Applying Kirchoff’s current law to junction B,
$$I_1-I_g-I_3=0$$ …. (1)
Applying Kirchoff’s current law to junction D,
$$I_2+I_g-I_4=0$$ … (2)
Applying Kirchoff’s voltage law to closed path ABDA
$$I_{1}P+I_{g}G-I_{2}R=0$$ … (3)
Applying Kirchoff’s voltage law to closed path ABCDA
$$I_{1}P+I_{3}Q-I_{4}S-I_{2}R=0$$ ... (4)
When the galvanometer shows zero deflection points, B and D are at same potential and $$I_g=0$$. Substituting $$I_g=0$$ in equation (1), (2) and (3), we have
$$I_1=I_3$$ …(5)
$$I_2=I_4$$ …(6)
$$I_{1}P=I_{2}R$$ …(7)
Substituting the values of (5) and (6) in equation (4)
$$I_{1}P+I_{1}Q-I_{2}S-I_{2}R=0$$
$$I_1\left(P+Q\right)=I_2\left(R+S\right)$$
Dividing (8) by (7), we have
$${\displaystyle \frac{I_1\left(P+Q\right)}{I_{1}P}}={\displaystyle \frac{I_2\left(R+S\right)}{I_{2}R}}$$
$$\therefore {\displaystyle \frac{P+Q}{P}}={\displaystyle \frac{R+S}{R}}$$
$$=I+{\displaystyle \frac{Q}{P}}=I+{\displaystyle \frac{S}{R}}$$
$$\therefore {\displaystyle \frac{Q}{P}}={\displaystyle \frac{S}{R}}or{\displaystyle \frac{P}{Q}}={\displaystyle \frac{R}{S}}$$

Note: While solving such problems we have to keep in mind few things otherwise our answer will come wrong.
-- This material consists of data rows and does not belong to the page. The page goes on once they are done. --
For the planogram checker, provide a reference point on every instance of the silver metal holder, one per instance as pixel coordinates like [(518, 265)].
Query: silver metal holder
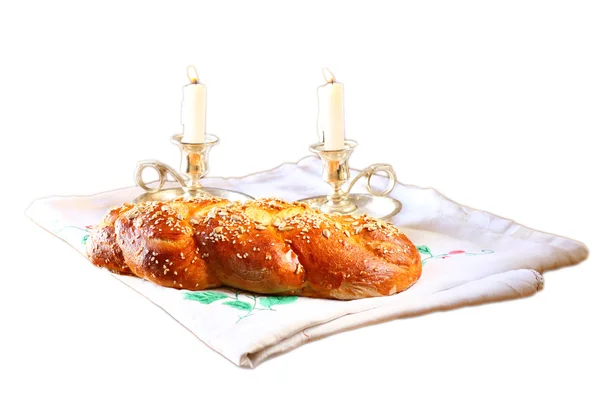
[(194, 166), (336, 173)]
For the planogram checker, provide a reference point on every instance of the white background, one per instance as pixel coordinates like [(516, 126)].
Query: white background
[(495, 104)]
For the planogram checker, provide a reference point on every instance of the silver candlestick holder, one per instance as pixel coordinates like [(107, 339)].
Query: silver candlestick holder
[(194, 166), (336, 173)]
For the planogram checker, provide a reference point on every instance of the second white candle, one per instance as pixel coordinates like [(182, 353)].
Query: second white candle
[(331, 112)]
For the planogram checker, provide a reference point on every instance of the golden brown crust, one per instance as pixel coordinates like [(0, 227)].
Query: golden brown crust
[(265, 246)]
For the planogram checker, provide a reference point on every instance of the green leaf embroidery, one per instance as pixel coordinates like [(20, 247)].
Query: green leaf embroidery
[(204, 297), (275, 300), (424, 250), (238, 304)]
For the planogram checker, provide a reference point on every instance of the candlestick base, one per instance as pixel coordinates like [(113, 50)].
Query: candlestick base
[(381, 207), (336, 172), (194, 166)]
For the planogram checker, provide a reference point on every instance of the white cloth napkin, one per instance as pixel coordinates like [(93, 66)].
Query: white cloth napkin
[(469, 257)]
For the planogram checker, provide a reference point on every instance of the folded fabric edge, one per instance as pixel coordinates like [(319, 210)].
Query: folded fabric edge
[(510, 285)]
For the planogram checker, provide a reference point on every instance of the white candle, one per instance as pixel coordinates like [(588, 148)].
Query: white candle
[(193, 109), (330, 123)]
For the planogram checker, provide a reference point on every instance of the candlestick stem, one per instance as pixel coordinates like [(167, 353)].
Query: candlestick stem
[(336, 172)]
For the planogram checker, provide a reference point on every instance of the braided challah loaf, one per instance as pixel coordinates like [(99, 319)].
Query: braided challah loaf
[(265, 246)]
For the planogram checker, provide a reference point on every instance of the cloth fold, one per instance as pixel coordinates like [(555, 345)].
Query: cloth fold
[(469, 257)]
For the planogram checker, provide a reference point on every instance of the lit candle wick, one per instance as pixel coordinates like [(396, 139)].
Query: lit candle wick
[(193, 74), (328, 75)]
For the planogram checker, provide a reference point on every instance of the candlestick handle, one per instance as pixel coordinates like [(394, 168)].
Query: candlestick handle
[(368, 174), (162, 170)]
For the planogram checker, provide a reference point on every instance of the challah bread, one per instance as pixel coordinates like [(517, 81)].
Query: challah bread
[(266, 246)]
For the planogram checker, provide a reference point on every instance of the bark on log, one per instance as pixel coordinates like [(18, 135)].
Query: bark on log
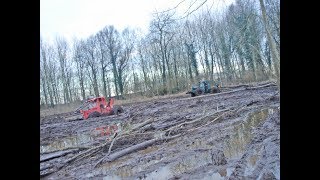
[(47, 157)]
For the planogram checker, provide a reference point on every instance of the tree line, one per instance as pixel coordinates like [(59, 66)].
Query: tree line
[(239, 44)]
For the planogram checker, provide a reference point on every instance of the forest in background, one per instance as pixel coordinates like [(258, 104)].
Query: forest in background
[(240, 44)]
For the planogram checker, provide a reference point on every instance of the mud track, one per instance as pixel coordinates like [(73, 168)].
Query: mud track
[(231, 135)]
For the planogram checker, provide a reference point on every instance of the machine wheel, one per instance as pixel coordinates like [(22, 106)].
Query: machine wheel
[(117, 110), (94, 114)]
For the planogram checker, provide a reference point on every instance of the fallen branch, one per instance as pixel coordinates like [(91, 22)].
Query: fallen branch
[(69, 148), (142, 124), (47, 157), (198, 119), (136, 147)]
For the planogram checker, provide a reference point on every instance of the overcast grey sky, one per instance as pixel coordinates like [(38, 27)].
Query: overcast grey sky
[(82, 18)]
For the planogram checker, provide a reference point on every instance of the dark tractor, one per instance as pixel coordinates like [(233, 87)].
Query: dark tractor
[(203, 87)]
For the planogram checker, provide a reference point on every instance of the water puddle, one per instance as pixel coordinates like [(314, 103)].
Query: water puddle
[(235, 145), (220, 175), (106, 132), (190, 163), (65, 143)]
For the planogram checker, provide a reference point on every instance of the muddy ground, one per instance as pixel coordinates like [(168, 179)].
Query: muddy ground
[(230, 135)]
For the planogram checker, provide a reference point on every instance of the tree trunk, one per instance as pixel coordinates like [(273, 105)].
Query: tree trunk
[(272, 45)]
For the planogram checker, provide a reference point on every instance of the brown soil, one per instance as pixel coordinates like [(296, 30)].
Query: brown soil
[(232, 135)]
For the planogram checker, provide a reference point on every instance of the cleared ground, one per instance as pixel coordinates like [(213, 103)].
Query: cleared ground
[(231, 135)]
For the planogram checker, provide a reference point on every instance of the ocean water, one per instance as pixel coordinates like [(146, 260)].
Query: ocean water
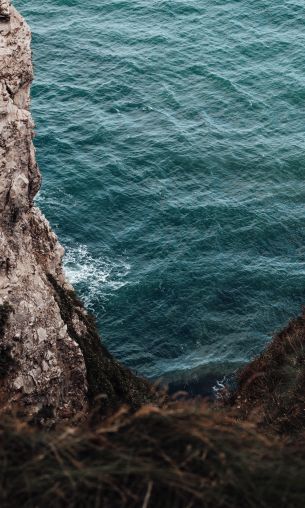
[(171, 139)]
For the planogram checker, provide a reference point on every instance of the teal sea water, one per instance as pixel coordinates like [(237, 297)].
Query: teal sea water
[(171, 138)]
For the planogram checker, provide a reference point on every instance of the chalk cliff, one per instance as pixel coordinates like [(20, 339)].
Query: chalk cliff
[(52, 363)]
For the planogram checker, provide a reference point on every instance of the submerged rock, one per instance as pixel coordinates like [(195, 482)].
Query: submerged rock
[(52, 362)]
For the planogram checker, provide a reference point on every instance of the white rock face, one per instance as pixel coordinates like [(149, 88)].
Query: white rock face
[(42, 369), (4, 9)]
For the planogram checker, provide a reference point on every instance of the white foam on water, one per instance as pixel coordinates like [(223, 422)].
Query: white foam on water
[(95, 278)]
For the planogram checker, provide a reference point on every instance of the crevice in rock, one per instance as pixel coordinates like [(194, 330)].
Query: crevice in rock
[(108, 380)]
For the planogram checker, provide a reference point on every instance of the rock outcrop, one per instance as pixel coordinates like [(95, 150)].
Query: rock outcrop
[(52, 363)]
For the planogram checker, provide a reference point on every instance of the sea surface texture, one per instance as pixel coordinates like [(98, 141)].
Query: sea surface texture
[(171, 138)]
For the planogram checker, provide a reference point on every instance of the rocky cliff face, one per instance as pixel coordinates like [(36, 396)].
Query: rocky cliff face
[(52, 364)]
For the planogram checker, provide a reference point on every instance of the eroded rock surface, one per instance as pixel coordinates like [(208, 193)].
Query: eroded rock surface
[(51, 360)]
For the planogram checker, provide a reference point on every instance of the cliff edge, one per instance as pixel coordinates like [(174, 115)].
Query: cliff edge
[(52, 362)]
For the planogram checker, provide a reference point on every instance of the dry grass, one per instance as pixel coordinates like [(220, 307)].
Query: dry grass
[(271, 389), (184, 456)]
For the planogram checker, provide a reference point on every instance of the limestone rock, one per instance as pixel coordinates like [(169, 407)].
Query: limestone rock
[(52, 363)]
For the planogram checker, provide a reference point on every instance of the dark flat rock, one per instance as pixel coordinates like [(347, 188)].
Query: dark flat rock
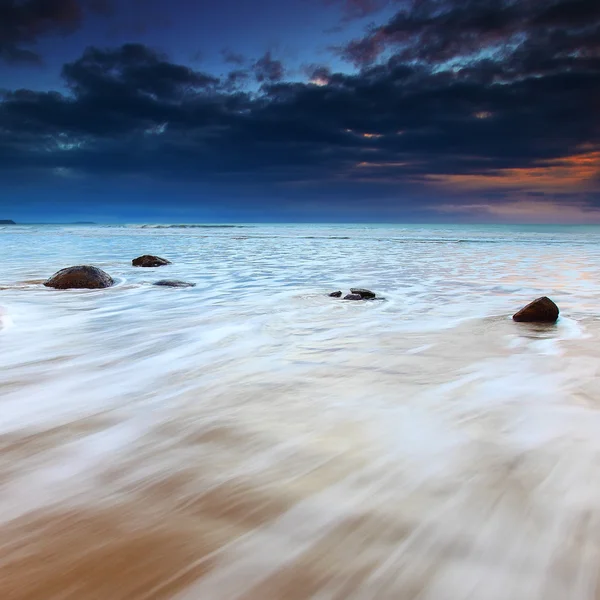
[(173, 283), (542, 310), (148, 260), (364, 294), (80, 277)]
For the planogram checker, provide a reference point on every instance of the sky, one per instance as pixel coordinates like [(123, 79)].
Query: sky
[(300, 111)]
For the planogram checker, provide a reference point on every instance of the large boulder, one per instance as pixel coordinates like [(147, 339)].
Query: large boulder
[(150, 261), (173, 283), (542, 310), (364, 294), (82, 276)]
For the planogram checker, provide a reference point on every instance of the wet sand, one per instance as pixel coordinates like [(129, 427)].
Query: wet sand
[(440, 465)]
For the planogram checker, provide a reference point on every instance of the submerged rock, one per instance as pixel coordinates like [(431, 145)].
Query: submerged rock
[(542, 310), (150, 261), (80, 277), (364, 294), (173, 283)]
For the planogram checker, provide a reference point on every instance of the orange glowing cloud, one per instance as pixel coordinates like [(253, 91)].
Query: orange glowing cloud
[(570, 173)]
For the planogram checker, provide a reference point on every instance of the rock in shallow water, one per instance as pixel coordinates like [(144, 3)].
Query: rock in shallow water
[(542, 310), (150, 261), (174, 283), (80, 277), (364, 294)]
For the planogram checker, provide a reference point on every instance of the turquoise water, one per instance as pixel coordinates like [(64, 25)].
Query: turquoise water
[(253, 438)]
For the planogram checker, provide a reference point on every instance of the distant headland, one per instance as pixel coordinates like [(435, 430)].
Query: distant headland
[(11, 222)]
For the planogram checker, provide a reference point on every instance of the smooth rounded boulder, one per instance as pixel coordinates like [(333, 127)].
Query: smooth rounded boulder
[(364, 294), (150, 261), (542, 310), (173, 283), (80, 277)]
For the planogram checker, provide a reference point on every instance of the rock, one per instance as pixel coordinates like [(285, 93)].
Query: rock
[(150, 261), (364, 294), (542, 310), (83, 276), (174, 283)]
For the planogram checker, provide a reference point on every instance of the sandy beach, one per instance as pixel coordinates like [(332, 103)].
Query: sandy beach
[(253, 438)]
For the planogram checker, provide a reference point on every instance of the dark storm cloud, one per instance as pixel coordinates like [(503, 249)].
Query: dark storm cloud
[(519, 118), (435, 31), (23, 22)]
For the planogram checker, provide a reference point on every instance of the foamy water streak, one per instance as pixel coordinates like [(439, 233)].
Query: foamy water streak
[(252, 438)]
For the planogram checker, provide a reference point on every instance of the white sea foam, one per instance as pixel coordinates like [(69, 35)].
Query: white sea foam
[(293, 445)]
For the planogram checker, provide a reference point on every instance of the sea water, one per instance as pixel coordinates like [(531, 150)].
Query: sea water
[(253, 438)]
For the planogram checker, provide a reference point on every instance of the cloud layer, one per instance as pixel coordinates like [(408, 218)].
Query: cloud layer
[(454, 104)]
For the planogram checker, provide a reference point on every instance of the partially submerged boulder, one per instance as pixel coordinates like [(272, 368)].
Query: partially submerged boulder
[(542, 310), (148, 260), (174, 283), (364, 294), (80, 277)]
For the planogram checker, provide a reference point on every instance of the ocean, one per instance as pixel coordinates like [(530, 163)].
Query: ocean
[(252, 438)]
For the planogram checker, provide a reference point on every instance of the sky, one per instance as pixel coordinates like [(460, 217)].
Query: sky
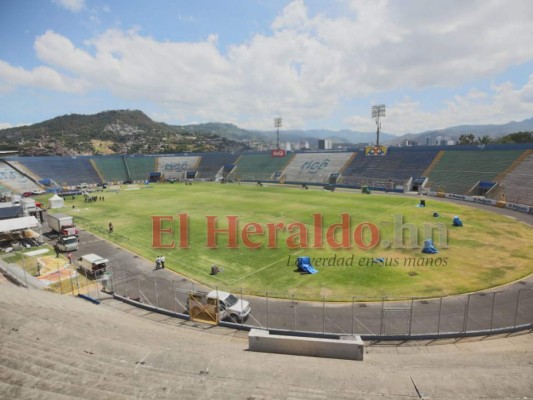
[(317, 64)]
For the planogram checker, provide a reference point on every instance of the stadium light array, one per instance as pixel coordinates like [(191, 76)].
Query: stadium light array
[(378, 112), (277, 125)]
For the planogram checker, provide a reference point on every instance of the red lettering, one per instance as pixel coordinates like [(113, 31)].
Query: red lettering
[(212, 232), (158, 231), (317, 224), (298, 240), (344, 226), (252, 228), (184, 231), (358, 235), (272, 234)]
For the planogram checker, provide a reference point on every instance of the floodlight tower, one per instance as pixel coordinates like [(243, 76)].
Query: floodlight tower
[(378, 112), (277, 125)]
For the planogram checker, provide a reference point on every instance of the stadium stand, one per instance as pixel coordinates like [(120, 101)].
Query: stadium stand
[(257, 167), (110, 168), (315, 167), (458, 171), (211, 164), (67, 171), (397, 167), (139, 167), (516, 184), (176, 167), (15, 180)]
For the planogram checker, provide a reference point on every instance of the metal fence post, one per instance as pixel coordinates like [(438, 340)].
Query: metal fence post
[(97, 289), (492, 310), (323, 315), (124, 283), (138, 285), (156, 294), (293, 314), (465, 319), (71, 284), (266, 299), (242, 310), (353, 314), (175, 299), (382, 315), (411, 315), (516, 310), (440, 313), (58, 277)]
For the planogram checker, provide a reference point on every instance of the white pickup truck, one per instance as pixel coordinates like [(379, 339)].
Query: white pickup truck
[(230, 307), (92, 265)]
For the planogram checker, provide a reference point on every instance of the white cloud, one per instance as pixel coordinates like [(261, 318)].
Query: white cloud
[(502, 104), (308, 65), (71, 5), (40, 77)]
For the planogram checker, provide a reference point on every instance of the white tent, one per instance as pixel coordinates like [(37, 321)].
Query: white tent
[(56, 202)]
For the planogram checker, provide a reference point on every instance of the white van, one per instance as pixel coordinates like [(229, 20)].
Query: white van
[(67, 243), (92, 265), (230, 307)]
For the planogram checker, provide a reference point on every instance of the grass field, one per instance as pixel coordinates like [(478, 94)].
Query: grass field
[(489, 250)]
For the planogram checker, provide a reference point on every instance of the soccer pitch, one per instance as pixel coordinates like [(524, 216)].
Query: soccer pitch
[(256, 233)]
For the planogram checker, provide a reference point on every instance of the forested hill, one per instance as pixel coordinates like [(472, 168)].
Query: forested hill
[(118, 131)]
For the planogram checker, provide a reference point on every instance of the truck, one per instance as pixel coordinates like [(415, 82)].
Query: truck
[(230, 307), (92, 265), (62, 224), (67, 243)]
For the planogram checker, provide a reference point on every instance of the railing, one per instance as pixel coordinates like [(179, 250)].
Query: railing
[(464, 315)]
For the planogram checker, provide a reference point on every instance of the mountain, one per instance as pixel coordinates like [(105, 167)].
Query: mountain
[(493, 131), (133, 132), (312, 135), (108, 132)]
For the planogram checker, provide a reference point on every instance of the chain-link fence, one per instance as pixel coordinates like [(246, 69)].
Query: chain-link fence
[(473, 314)]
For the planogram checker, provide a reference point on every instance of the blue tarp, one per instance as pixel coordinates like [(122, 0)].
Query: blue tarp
[(457, 221), (304, 265), (429, 248)]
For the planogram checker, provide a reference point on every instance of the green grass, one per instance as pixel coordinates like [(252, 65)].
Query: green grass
[(489, 250)]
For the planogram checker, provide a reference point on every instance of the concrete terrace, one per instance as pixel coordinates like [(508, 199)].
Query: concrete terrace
[(62, 347)]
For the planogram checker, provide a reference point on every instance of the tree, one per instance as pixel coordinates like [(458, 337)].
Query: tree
[(467, 139), (485, 139)]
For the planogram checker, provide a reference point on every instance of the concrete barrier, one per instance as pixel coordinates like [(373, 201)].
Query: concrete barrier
[(345, 347)]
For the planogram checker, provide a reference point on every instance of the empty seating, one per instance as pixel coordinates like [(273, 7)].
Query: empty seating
[(66, 171), (459, 170), (176, 167), (315, 167), (397, 166), (111, 168), (256, 167), (211, 163), (14, 180), (139, 167), (517, 184)]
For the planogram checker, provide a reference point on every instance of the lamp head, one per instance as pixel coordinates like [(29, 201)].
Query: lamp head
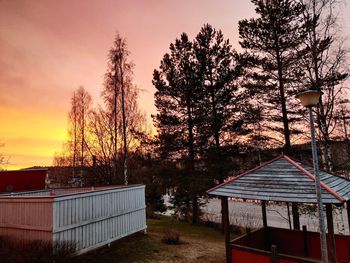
[(309, 98)]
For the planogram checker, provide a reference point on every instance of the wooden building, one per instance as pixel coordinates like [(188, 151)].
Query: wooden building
[(285, 179), (88, 217)]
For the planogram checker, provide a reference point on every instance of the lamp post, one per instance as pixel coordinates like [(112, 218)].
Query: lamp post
[(309, 99)]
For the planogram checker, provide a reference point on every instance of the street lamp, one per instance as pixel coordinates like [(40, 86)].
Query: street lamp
[(309, 99)]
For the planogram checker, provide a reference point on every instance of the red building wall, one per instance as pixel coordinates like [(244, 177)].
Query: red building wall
[(22, 180)]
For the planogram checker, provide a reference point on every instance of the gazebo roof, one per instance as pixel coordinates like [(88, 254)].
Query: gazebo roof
[(284, 179)]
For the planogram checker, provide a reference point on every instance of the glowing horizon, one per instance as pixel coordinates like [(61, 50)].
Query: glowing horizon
[(50, 48)]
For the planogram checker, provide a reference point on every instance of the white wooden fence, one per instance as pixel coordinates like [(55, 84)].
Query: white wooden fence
[(89, 218)]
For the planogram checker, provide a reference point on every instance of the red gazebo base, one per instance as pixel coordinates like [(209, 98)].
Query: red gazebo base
[(271, 244)]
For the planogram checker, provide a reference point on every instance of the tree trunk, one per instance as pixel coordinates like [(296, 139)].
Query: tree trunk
[(124, 126), (287, 146), (114, 177), (195, 208)]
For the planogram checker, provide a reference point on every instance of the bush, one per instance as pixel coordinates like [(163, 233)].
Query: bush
[(171, 236), (36, 251)]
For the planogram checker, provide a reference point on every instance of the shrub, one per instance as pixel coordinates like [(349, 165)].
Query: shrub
[(171, 236), (36, 251)]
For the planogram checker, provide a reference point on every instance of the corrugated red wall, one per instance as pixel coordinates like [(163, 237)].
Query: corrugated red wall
[(22, 180)]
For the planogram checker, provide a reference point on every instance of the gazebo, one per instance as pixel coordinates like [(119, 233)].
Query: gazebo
[(284, 179)]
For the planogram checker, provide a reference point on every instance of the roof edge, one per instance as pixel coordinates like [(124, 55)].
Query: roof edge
[(249, 171), (312, 177)]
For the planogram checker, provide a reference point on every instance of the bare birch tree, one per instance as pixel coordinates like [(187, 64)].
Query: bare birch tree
[(120, 96)]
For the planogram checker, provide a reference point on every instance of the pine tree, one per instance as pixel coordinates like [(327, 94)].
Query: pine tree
[(177, 86), (220, 102), (271, 44)]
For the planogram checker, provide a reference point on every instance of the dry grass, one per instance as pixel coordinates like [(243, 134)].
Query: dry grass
[(198, 244)]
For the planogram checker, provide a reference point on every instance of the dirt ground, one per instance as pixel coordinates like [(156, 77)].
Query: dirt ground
[(197, 244)]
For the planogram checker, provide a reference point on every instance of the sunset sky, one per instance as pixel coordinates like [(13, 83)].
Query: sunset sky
[(49, 48)]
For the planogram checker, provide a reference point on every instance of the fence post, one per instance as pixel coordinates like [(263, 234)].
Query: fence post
[(306, 243), (274, 254), (226, 225), (248, 236)]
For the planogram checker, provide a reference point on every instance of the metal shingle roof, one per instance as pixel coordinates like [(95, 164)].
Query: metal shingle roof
[(284, 179)]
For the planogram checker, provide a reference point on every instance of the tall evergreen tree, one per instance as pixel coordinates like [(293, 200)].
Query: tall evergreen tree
[(177, 86), (220, 101), (271, 42)]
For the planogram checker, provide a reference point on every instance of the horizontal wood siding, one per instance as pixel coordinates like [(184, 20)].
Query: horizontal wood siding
[(26, 219), (96, 218)]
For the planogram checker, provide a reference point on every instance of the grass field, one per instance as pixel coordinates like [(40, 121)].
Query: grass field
[(198, 244)]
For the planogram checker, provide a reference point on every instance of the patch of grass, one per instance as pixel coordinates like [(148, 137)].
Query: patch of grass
[(199, 244)]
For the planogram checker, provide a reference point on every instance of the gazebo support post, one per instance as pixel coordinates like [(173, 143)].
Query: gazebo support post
[(263, 209), (348, 212), (330, 226), (226, 226), (295, 213)]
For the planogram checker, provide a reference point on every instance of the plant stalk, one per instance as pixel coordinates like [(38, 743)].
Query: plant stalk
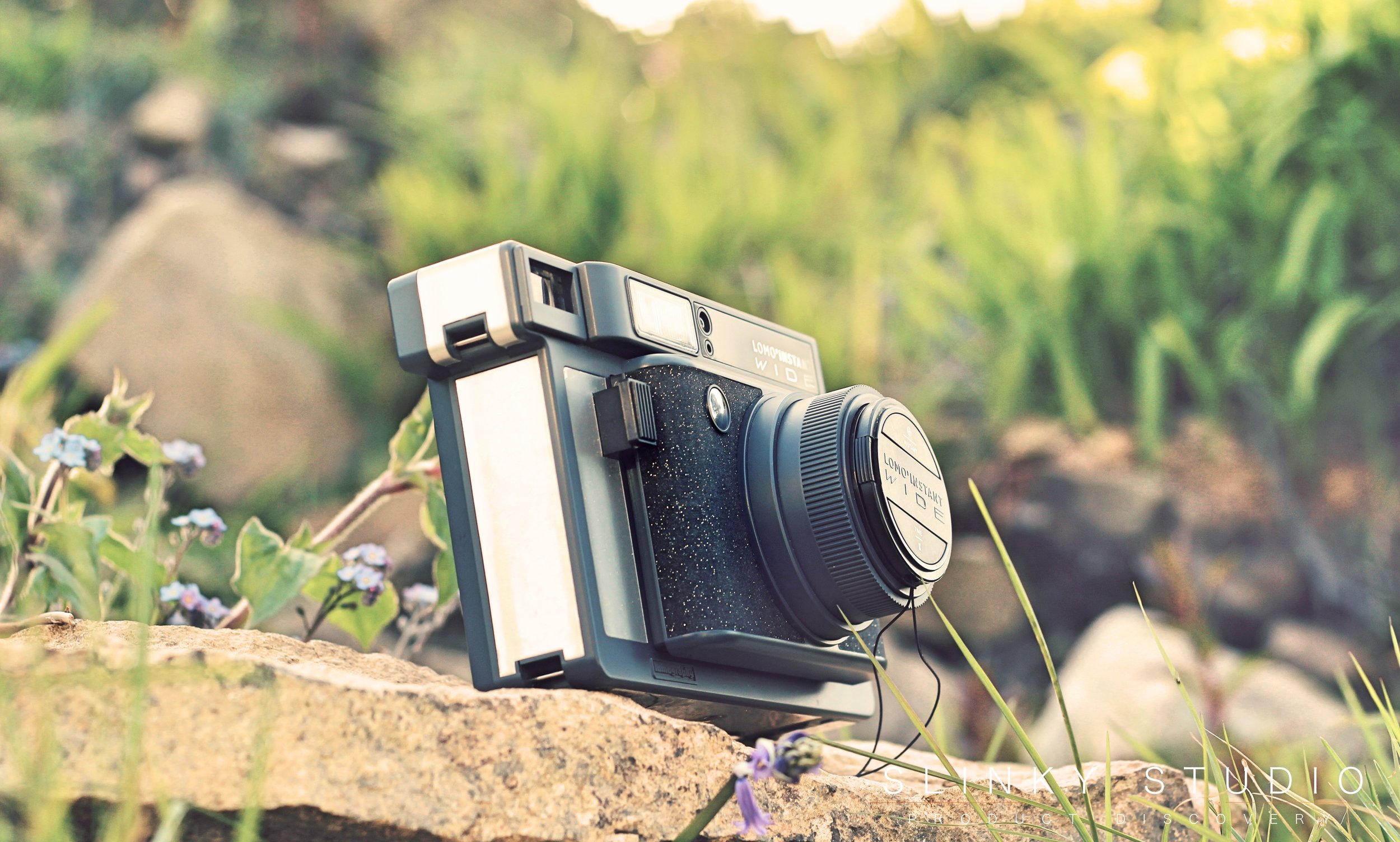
[(707, 813), (357, 509)]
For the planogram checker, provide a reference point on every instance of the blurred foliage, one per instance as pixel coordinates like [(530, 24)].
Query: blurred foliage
[(1112, 214)]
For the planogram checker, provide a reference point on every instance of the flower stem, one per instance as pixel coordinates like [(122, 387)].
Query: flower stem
[(49, 490), (707, 813), (48, 619), (334, 601)]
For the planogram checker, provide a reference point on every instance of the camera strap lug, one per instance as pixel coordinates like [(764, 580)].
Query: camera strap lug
[(626, 419)]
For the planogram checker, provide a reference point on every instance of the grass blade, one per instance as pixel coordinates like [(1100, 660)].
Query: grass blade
[(1040, 639)]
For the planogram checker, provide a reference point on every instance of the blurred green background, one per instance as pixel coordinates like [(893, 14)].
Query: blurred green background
[(1121, 217), (1109, 216)]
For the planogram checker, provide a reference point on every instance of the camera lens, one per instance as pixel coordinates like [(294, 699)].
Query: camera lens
[(847, 506)]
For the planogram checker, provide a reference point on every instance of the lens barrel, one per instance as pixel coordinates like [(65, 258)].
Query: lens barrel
[(847, 506)]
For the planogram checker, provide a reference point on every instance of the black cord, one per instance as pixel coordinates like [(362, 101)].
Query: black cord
[(880, 691)]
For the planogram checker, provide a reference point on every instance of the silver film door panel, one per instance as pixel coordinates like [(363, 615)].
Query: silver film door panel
[(520, 514)]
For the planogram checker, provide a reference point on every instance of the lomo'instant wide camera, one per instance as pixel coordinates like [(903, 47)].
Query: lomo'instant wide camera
[(651, 493)]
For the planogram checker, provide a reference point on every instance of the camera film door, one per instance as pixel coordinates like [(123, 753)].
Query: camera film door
[(520, 514)]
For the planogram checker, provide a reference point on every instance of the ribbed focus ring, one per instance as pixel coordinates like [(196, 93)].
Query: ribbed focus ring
[(833, 522)]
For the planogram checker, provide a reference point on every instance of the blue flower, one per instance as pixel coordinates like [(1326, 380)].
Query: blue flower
[(368, 554), (203, 522), (419, 596), (186, 458), (793, 756), (69, 450), (367, 579), (214, 610)]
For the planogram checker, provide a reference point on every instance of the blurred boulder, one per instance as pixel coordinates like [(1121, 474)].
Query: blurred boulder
[(213, 297), (1219, 484), (366, 747), (307, 149), (976, 595), (1320, 652), (1116, 684), (1077, 515), (12, 248), (171, 116)]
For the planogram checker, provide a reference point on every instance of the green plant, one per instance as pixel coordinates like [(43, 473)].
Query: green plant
[(62, 556)]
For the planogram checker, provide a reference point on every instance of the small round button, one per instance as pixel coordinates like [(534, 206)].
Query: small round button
[(718, 409)]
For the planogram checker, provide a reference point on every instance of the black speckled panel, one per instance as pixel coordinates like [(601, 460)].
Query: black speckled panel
[(707, 565)]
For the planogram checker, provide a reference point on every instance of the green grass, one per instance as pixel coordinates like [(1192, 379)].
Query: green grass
[(1371, 815)]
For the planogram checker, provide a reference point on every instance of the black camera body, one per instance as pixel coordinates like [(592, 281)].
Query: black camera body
[(651, 494)]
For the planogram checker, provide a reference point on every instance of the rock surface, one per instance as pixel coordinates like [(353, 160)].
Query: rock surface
[(1266, 704), (367, 747), (214, 298), (174, 114)]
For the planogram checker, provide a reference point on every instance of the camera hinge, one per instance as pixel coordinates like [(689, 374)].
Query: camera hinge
[(625, 416)]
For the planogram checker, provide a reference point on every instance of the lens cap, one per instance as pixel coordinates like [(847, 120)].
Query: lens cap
[(849, 507), (906, 495)]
We have to see how many batteries are there in the circuit. If there is only one battery in a loop then it is okay but if there are more than one we have to consider individual currents and one voltage and another will be considered and will be added or subtracted depending upon the polarities alignment of the given batteries.